Don’t just sit on them for extended periods.
Stability balls look harmless but using them for too long initially can cause muscle aches and pains. Break up a half hour of sitting on the stability ball into ten-minute sessions three times a day. Unless you’re actively doing exercises, just sitting won’t replace a well-rounded exercise program, but it will add to it. You can also increase the level of difficulty by adding a stability ball to the workout. Squeezing a stability ball between your thighs when you do a side plank makes it far more difficult.
Find a ball that’s right for you.
Size counts when it comes to choosing a stability ball. When you sit on the stability ball, your hips should be slightly higher or level with your knees. If you’re between 4’11” to 5’4″ choose a 55 cm stability ball. The 65 cm balls are for people 5’5″ to 5’11”. Anyone that’s 6′ to 6’7″ should use the larger 75 cm stability ball. Always check to make sure the ball can accommodate your weight and is burst-resistant and slow deflating. Heavier people should also select a size larger than indicated by their height. Even though a ball may be labeled anti-burst, always read the reviews. Some balls may still rapidly deflate when punctured, regardless of the labeling. Always read the most recent reviews, especially the one-star ones, since quality can change.
When filling the ball, take your time.
Inflating the ball over three days may help maintain its shape and durability. On day one, fill it half full, then to 80% on day two. On the third day, fill it to 100%. If you’re using the ball, most manufacturers don’t recommend it when lifting weights, regardless of the 2000-pound rating.

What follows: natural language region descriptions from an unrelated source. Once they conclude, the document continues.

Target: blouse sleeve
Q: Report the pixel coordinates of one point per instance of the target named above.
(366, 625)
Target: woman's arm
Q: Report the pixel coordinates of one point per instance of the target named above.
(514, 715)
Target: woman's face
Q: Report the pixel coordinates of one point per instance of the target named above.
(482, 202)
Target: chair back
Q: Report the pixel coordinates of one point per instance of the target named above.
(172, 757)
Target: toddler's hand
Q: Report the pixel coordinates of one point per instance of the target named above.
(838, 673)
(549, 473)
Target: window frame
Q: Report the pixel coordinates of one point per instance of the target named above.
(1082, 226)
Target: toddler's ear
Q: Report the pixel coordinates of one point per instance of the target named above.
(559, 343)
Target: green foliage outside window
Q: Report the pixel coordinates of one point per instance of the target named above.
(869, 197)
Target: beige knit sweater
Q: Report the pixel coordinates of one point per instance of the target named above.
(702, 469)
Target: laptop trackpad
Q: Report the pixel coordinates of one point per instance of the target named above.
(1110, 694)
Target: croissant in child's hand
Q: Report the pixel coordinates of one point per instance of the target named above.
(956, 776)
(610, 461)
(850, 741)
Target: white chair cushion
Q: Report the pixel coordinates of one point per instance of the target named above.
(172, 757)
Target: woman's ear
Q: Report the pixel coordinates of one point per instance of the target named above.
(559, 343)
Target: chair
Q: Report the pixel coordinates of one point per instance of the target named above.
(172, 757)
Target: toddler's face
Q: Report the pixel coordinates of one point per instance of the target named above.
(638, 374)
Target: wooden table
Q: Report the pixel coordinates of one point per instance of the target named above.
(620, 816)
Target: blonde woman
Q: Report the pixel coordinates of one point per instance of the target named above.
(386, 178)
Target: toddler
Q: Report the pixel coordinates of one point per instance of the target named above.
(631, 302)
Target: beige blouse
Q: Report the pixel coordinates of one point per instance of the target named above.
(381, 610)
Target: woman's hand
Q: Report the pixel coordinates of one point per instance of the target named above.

Serious injuries can occur if you’re doing weighted exercises and a stability ball bursts. Don’t underfill or overfill the ball. Both are dangerous. Keep the stability ball out of the sun to protect the integrity of the material.
- You can use exercise balls for rehab, strength and conditioning, core strength, posture, and yoga exercises.
- Your exercise ball has two ratings, static and dynamic. Static weight means no movement, while dynamic weight maximums include exercise, bouncing, and lifting.
- Choose the ball with the texture you prefer, but remember, smooth textures become slippery, particularly if you’re sweating. A more textured ball can help prevent slipping.
- Not all exercises require sitting on a stability ball, so almost any type of ball will do. Crunches, twists, and an abdominal ball raise only use the stability ball more difficulty to any exercise.